What has made things worse is that recently he has told me he has been extremely depressed, thinking of harming himself and possible suicide. His depression is something we have been dealing with our whole relationship. I have begged him to seek help, he says this time he will but I'm not sure if he really will. I have been the supportive partner through this before but I'm just not sure if I can deal with it again.

Things have recently come to head for me because I have started feeling like I do not want to be married but just 24, I want to go out and have fun with my friends. However on the other hand I love my husband I honestly do, I do not want to get a divorce but I wonder if I made the right choice. I do not want to regret my marriage with him but I also don't want to get a divorce and realize I've made a horrible mistake.

I feel like I have no one to talk to because I'm afraid of how he will react and I do not want my friends and family to judge me. I need help and guidance because I do not know what to do and it is driving me crazy


----------



## Blanca (Jul 25, 2008)

Loving a depressed person can suck the life out of you. They take and take and you feel guilty for not being able to do more. But at some point you have to let them take care of their own happiness. Try reading Dr. Phil's Relationship Rescue or Boundaries in Marriage by Cloud and Townsend. Also read up on co-dependency.


----------



## Michelle27 (Nov 8, 2010)

Talking about suicide is a major red flag. He needs to be seen by a professional pronto!
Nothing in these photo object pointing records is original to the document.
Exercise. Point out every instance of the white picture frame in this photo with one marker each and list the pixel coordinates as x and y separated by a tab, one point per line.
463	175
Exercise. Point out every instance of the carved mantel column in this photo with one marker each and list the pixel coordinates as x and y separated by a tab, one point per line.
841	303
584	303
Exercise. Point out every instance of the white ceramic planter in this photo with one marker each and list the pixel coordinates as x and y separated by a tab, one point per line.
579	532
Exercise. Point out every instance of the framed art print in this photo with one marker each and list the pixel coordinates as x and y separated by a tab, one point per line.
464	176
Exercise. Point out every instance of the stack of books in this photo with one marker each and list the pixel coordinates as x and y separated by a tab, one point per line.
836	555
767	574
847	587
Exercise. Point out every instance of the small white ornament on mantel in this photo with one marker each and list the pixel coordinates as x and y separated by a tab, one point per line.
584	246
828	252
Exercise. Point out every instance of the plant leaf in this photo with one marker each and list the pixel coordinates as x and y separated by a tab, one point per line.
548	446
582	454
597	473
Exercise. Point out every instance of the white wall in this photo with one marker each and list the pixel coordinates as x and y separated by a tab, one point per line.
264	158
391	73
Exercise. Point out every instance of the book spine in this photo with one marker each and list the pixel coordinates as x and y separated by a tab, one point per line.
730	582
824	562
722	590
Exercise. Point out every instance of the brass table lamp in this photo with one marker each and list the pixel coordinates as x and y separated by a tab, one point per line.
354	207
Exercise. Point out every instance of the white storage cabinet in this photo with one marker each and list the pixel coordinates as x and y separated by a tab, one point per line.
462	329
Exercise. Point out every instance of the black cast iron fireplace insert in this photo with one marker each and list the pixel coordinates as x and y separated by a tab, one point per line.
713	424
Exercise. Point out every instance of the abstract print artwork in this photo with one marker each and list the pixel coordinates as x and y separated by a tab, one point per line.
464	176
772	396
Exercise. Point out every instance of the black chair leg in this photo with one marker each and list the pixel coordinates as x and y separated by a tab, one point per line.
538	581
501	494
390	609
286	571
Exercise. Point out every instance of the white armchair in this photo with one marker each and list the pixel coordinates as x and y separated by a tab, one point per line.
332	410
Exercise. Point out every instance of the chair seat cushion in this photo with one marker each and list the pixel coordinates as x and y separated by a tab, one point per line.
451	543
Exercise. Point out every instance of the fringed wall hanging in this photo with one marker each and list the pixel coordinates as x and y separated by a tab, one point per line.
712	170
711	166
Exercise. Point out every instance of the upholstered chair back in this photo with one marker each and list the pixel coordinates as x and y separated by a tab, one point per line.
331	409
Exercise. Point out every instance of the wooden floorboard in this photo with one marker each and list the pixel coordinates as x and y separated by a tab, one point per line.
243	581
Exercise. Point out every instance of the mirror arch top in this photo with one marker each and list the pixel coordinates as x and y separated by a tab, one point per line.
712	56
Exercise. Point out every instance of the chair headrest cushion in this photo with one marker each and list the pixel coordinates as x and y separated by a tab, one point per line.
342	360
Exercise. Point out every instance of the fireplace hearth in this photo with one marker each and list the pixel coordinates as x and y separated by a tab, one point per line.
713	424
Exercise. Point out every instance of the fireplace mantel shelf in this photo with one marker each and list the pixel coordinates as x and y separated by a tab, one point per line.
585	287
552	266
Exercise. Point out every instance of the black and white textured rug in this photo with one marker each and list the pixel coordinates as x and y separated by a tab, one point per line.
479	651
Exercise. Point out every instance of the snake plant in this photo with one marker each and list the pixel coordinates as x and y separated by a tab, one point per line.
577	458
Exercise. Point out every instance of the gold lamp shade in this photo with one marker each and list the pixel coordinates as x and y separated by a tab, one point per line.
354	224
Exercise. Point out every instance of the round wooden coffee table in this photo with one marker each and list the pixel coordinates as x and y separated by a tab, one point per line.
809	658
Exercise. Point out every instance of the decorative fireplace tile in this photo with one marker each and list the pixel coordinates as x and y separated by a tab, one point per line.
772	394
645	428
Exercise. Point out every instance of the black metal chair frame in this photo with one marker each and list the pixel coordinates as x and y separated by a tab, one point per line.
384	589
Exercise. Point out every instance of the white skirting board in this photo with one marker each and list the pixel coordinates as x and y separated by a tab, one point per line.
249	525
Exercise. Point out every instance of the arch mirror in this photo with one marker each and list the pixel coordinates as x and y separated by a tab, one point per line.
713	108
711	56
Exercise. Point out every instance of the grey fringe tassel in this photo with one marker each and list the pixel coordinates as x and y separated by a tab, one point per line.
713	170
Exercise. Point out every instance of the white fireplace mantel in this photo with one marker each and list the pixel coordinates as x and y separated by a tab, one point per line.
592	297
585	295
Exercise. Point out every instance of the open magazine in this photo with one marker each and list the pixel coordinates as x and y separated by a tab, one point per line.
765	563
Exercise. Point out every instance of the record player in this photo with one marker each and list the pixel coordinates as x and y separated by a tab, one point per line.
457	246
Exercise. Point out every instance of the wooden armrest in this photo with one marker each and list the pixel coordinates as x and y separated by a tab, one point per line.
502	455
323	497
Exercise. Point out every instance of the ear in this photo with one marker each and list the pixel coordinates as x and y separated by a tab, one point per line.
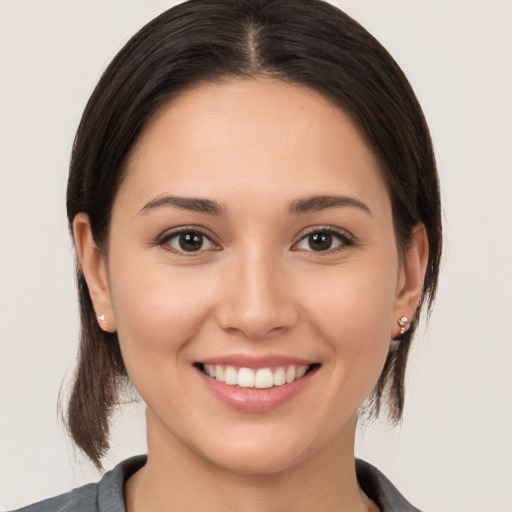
93	265
411	277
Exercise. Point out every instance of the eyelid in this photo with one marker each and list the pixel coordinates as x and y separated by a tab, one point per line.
347	239
164	238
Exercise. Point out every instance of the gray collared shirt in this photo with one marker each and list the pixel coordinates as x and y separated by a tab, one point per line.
107	495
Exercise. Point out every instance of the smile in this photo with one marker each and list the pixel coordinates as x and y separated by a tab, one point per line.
262	378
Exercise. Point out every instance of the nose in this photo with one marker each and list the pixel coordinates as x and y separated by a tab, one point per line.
257	300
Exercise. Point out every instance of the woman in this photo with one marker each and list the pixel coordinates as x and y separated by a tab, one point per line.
255	207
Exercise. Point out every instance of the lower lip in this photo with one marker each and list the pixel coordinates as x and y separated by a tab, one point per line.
254	399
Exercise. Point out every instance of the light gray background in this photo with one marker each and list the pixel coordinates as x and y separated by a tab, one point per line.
454	449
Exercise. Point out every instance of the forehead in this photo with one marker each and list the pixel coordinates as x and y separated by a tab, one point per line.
257	137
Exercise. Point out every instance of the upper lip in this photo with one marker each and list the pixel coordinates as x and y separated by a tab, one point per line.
249	361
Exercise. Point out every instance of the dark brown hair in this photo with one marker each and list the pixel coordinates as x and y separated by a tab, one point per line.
307	42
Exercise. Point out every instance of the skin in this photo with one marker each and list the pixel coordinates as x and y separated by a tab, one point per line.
254	147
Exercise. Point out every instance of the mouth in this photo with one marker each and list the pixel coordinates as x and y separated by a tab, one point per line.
260	378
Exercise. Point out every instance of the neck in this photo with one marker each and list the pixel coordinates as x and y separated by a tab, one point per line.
175	479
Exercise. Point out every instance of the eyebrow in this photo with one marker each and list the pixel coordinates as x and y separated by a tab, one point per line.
317	203
187	203
299	206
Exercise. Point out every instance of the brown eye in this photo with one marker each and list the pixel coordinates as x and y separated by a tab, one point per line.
323	240
320	241
189	241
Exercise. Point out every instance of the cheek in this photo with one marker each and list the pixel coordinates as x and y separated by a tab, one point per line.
157	311
351	310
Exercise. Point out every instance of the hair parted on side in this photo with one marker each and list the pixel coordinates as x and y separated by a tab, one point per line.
306	42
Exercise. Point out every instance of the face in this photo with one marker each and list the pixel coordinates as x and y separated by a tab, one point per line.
252	242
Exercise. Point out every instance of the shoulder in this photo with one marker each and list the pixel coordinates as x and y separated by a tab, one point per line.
379	489
105	496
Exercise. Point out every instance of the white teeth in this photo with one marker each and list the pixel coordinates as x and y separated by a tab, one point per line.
290	374
301	371
231	376
279	377
246	378
263	378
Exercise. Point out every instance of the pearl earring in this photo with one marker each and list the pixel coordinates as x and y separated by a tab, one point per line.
403	322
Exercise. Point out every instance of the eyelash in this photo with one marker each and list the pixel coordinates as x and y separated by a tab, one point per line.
166	238
345	240
342	237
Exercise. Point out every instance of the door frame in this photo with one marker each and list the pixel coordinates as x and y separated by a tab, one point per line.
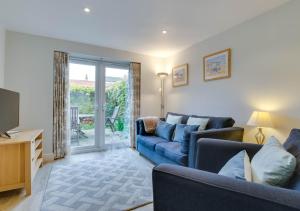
99	100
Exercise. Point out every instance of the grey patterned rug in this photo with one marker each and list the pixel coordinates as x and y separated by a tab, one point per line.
115	182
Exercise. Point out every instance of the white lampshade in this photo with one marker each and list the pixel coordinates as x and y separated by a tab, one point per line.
260	119
162	75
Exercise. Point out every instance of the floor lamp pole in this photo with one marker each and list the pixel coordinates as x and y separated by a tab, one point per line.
162	98
162	77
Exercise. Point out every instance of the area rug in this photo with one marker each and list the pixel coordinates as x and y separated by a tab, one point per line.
114	182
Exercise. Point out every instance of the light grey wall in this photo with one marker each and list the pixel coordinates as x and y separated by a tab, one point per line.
2	55
265	73
29	70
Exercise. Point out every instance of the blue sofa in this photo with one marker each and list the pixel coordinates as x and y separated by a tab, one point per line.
186	189
159	150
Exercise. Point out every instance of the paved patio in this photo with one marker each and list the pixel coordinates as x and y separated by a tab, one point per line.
117	139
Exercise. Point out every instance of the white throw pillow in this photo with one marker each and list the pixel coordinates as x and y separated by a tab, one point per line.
272	164
202	122
173	119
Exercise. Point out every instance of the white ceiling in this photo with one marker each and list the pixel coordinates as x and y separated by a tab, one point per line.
132	25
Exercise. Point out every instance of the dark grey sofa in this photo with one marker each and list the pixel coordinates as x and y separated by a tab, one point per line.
159	150
186	189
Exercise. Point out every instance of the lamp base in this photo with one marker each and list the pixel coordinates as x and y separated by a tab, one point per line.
260	137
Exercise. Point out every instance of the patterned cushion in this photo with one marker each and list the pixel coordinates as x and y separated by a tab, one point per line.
202	122
272	164
173	119
165	130
213	123
171	150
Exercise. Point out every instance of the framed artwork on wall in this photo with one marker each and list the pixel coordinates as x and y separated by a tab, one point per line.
180	75
217	65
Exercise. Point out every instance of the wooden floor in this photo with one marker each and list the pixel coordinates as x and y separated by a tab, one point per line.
16	200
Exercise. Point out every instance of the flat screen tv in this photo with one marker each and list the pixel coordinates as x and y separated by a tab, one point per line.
9	110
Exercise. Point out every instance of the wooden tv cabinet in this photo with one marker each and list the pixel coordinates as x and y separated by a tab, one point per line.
20	158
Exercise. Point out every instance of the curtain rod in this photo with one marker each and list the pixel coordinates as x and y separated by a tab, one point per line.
122	64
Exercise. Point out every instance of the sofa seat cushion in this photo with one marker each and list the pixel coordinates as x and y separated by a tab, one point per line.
171	150
150	141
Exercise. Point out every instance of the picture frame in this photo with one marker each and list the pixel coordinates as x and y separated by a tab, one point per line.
180	75
217	65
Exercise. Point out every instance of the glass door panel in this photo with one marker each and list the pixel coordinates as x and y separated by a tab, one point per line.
82	83
116	107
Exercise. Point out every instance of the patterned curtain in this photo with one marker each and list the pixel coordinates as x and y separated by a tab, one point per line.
134	98
60	104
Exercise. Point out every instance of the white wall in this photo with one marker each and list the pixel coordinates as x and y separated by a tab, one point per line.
265	73
29	70
2	55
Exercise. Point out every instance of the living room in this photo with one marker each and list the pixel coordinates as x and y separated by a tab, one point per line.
228	67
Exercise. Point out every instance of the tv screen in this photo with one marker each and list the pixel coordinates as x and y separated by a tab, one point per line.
9	110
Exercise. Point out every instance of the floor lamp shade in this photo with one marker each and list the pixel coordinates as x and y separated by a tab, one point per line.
260	119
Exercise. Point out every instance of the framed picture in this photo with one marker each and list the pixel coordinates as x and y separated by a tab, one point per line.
180	75
217	65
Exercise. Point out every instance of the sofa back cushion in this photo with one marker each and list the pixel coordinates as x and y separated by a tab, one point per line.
292	145
165	130
213	123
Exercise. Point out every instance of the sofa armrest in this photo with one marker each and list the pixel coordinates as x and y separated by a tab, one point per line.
186	189
212	154
231	133
140	128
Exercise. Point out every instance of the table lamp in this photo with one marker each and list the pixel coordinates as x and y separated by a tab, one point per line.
260	119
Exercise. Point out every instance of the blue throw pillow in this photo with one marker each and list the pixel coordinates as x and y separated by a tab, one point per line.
183	135
164	130
179	132
238	167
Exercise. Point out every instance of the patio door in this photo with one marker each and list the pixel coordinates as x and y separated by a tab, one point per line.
98	104
84	86
116	109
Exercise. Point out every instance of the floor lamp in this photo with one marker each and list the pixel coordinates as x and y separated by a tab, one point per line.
162	77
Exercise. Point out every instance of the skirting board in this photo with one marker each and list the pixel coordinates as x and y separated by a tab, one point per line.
48	157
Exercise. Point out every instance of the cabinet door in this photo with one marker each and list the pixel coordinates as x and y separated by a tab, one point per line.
11	165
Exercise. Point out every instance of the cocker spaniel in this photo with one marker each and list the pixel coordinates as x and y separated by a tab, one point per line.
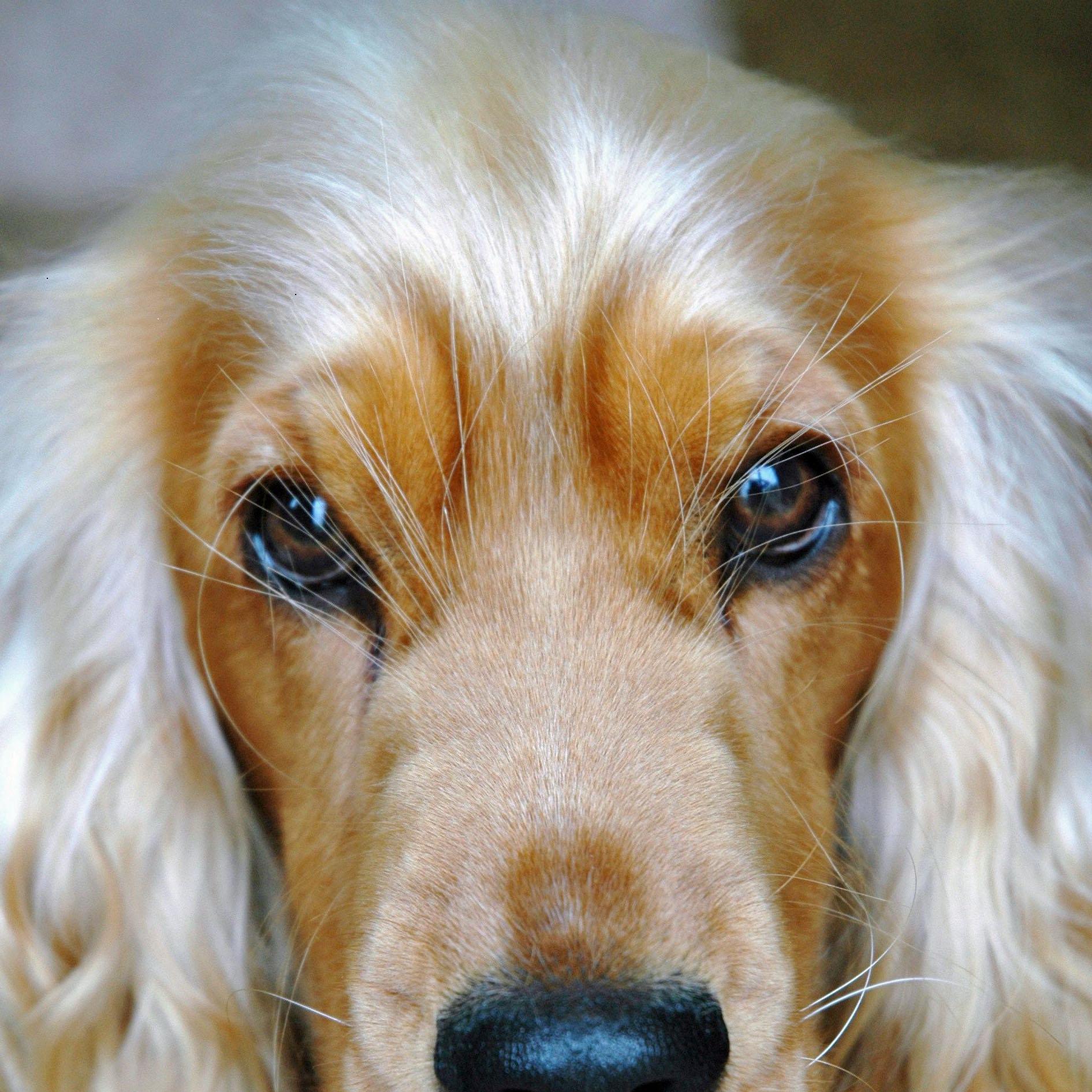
542	561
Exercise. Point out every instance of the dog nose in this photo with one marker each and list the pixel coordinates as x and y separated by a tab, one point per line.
665	1038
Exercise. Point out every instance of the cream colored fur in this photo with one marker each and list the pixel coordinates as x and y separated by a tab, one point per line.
133	881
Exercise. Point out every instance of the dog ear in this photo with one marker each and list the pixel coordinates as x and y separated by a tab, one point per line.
970	780
127	850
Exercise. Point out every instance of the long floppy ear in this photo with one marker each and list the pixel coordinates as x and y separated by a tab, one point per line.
971	777
127	852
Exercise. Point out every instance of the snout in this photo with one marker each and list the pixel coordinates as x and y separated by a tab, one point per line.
582	1038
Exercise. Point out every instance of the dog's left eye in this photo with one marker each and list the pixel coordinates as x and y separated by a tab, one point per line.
782	512
293	544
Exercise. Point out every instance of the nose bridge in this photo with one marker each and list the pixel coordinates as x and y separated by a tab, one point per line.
581	717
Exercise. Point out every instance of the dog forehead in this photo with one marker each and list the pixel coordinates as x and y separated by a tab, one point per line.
515	170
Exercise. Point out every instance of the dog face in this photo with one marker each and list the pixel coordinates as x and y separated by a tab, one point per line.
601	510
541	603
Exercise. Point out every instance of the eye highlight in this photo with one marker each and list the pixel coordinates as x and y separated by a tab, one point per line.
293	544
782	512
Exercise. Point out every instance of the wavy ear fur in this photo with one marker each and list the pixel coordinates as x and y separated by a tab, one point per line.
971	777
127	853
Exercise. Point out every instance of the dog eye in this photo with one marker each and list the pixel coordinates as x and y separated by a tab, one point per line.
782	512
293	544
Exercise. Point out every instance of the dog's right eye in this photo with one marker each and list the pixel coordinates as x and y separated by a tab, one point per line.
294	545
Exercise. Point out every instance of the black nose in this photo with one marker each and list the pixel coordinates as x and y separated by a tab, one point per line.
665	1038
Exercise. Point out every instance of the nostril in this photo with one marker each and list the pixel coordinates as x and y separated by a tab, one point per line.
589	1038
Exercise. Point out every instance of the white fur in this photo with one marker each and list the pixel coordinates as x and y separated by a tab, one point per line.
130	956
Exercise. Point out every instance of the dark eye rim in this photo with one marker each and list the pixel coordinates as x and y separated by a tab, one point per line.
767	561
348	587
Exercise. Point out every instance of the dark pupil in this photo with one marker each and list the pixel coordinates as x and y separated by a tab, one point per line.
777	498
297	535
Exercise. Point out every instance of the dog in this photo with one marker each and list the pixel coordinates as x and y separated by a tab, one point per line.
541	560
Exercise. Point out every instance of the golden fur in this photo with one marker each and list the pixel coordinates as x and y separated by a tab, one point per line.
521	293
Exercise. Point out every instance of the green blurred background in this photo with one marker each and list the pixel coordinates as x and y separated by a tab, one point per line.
91	90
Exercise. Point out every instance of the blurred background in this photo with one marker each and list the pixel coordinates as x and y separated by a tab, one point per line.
92	92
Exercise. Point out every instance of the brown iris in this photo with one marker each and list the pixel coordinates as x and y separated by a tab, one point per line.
294	545
782	512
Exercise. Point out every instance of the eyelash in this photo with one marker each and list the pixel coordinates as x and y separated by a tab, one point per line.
294	546
802	498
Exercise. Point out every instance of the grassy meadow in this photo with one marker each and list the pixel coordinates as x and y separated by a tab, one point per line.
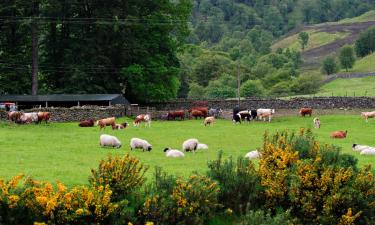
66	152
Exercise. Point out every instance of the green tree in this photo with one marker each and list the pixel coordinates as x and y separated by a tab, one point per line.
196	91
329	65
303	39
252	88
222	88
365	44
347	58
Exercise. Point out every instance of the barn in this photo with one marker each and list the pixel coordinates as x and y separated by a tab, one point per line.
64	100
And I have been dealing with my husband's depression for over 5 years, so I know how hard that can be. I spent way too long trying to "fix" it for him...pushing him to get help and making recommendations and ultimatums. It never worked. Know what did? Finally taking care of myself rather than him. He seemed to finally "get it" that it wasn't MY problem, but his and he had the responsibility to work on it himself. It's early in the process, but for the first time in a long time, I really do have hope again.


----------